By Andrea Chong
My life feels fine without the Sacraments; do the Sacraments really make a difference?
Perhaps you have not been baptised yet, or you have been distant from the Sacraments for a long while, but life seems completely fine and dandy! You may think, “what difference do the Sacraments really make? It’s not like my life is in shambles without them.” It’s true; the Sacraments are not magical rituals that make all right in the world, and our lives do not instantly turn upside down when we have not received them for a while. But this does not take away from the importance of each of the 7 Sacraments.
While our physical lives may not be adversely affected by the absence of Sacraments, our eternal life definitely is! The Catholic Church affirms that for believers, Sacraments are necessary for our salvation (CCC1129). Through each one, Jesus Christ gives a particular healing and transforming grace of the Holy Spirit brought about by the sacrament. This makes us participants of the divine nature and unites us in a living union with Jesus Christ!
Sacraments are Jesus’ intended ways to bring grace into our lives. They are tangible ways in which God helps us live with His grace. Living a sacramental life first and foremost means to be immersed in the life and prayer of the Church, and this is most prominent in the Church’s liturgy.
Wow! That’s amazing! How can I appreciate and begin living a sacramental life?
The liturgical life of the Church revolves around the Eucharistic sacrifice, celebrated at every mass. The Eucharist is the source and summit of the Christian life – it is where the body and blood of our saviour Jesus Christ is made present and accessible to us! How amazing is it to be able to physically feel and even consume the body of Jesus, the one who gives us life?
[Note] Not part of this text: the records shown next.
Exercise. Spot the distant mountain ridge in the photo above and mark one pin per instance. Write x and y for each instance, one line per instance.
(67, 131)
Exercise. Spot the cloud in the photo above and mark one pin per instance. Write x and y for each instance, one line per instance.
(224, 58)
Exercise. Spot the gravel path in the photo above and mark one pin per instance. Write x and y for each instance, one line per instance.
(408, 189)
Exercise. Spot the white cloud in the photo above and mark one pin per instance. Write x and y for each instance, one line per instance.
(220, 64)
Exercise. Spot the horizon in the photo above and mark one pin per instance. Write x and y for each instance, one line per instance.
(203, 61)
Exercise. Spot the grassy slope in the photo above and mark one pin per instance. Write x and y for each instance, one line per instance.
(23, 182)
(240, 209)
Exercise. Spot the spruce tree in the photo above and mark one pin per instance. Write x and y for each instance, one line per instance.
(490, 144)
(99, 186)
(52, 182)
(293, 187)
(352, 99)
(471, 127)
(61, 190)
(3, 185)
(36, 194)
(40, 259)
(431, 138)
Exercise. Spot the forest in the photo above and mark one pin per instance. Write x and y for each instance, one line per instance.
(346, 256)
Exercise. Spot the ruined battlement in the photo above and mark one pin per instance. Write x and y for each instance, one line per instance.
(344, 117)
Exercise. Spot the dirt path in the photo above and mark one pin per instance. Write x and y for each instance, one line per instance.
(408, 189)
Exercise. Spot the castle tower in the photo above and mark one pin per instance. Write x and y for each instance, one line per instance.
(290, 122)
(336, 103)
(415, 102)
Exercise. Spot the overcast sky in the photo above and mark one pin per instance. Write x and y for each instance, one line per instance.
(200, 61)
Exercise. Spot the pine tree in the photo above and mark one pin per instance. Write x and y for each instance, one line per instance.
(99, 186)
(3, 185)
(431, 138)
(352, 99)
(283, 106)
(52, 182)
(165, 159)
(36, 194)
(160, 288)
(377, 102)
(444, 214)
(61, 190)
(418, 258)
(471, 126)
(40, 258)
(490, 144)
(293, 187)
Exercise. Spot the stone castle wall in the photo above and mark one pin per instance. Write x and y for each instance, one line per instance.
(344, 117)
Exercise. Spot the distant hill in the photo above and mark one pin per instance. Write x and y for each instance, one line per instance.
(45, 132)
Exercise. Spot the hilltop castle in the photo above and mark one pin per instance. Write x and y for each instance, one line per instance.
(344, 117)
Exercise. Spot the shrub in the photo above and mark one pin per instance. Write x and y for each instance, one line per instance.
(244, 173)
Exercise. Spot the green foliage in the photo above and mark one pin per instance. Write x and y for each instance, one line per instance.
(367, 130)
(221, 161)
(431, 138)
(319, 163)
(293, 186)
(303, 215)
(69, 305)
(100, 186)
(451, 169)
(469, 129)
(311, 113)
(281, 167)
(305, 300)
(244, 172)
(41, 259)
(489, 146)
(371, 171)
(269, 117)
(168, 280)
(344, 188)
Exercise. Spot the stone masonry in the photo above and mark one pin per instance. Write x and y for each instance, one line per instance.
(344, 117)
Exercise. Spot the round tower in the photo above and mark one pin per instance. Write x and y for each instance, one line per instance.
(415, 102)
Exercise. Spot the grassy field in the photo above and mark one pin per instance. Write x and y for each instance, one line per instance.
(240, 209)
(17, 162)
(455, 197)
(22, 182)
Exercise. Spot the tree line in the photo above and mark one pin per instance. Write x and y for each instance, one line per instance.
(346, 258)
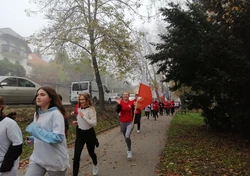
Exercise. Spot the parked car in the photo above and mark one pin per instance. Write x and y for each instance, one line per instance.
(113, 96)
(131, 96)
(18, 90)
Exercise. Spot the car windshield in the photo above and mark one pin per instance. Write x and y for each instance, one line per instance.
(114, 94)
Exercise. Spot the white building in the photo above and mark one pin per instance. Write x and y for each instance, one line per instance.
(14, 47)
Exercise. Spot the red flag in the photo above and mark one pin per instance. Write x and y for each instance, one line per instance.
(145, 96)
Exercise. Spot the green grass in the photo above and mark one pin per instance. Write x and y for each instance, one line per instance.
(193, 149)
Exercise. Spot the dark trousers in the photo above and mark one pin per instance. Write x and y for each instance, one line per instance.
(138, 121)
(82, 137)
(147, 114)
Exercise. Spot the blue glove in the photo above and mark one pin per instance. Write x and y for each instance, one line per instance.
(44, 135)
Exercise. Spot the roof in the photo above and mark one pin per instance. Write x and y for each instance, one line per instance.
(34, 60)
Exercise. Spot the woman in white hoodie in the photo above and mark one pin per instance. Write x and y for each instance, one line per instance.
(50, 152)
(86, 120)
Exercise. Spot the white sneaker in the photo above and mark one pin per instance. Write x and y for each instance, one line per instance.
(129, 156)
(95, 170)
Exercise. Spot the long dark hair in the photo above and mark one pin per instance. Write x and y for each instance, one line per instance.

The Sacraments serve to be physical reminders of Jesus’ immense love for us. In Reconciliation, Jesus reveals His mercy, which desires to forgive us despite our wrongdoings over and over again. In the Eucharist, Jesus’ body is present and we are able to celebrate the ultimate sacrifice of Jesus sacrificing His life to win our freedom from eternal death. In living a life filled with the Sacraments, we are making ourselves available to receive God’s love for us. When we live life knowing we are loved by God, we begin to build a relationship with Him, which in turn orders the relationships we have with ourselves, others around us, and the environment around us. The Sacraments allow divine graces to change our lives even in ways that we cannot see.
Perhaps the most beautiful part of the Sacraments is the certainty that each one holds.
They are efficacious because it is Christ at work – the priest always acts in Persona Christi (in the person of Christ) (CCC1127). When the visible rites are celebrated, this signifies and makes present the graces proper to each sacrament (CCC1131). What this means is that we are called to enter into each Sacrament fully and confidently, knowing that something changes in our lives when we receive a sacrament. For example, there is not a shadow of doubt that if we are contrite, that our sins have been erased, that we are a clean slate, when we receive the Sacrament of Reconciliation. As long as the priest performs the visible rites of each sacrament, there is a certainty that Christ has poured out the grace which each sacrament promises. Perhaps then knowing this, we are able to receive the Sacraments fully appreciating the beauty and graces of each one.
Living a sacramental life is living out and practicing our faith as a Catholic. Sacrosanctum Concilium states that “The purpose of the Sacraments is to sanctify men, to build up the Body of Christ and, finally, to give worship to God. Because they are signs, they also instruct. They not only presuppose faith, but by words and objects they also nourish, strengthen, and express it. That is why they are called ‘Sacraments of faith.” In every Sacrament, we encounter Jesus and our faith is strengthened!
There are fruits to living a sacramental life – these fruits are not just personal, but also affect the wider church. The personal fruit of a sacramental life is living a life for God, in Christ. We are deeply united with Christ in the Sacraments, and His grace will begin to flow in our lives and help us live lives of discipleship. For the church, it is an increase in charity and in her mission of witness (CCC1134). This outpouring of grace from Jesus allows us to truly live out our faith together as Church, further highlighting how there is salvation through and in the Church.
Knowing the beauty of the Sacraments, let us be encouraged in living out a life rich with the Sacraments, and thus rich with the presence and grace of God.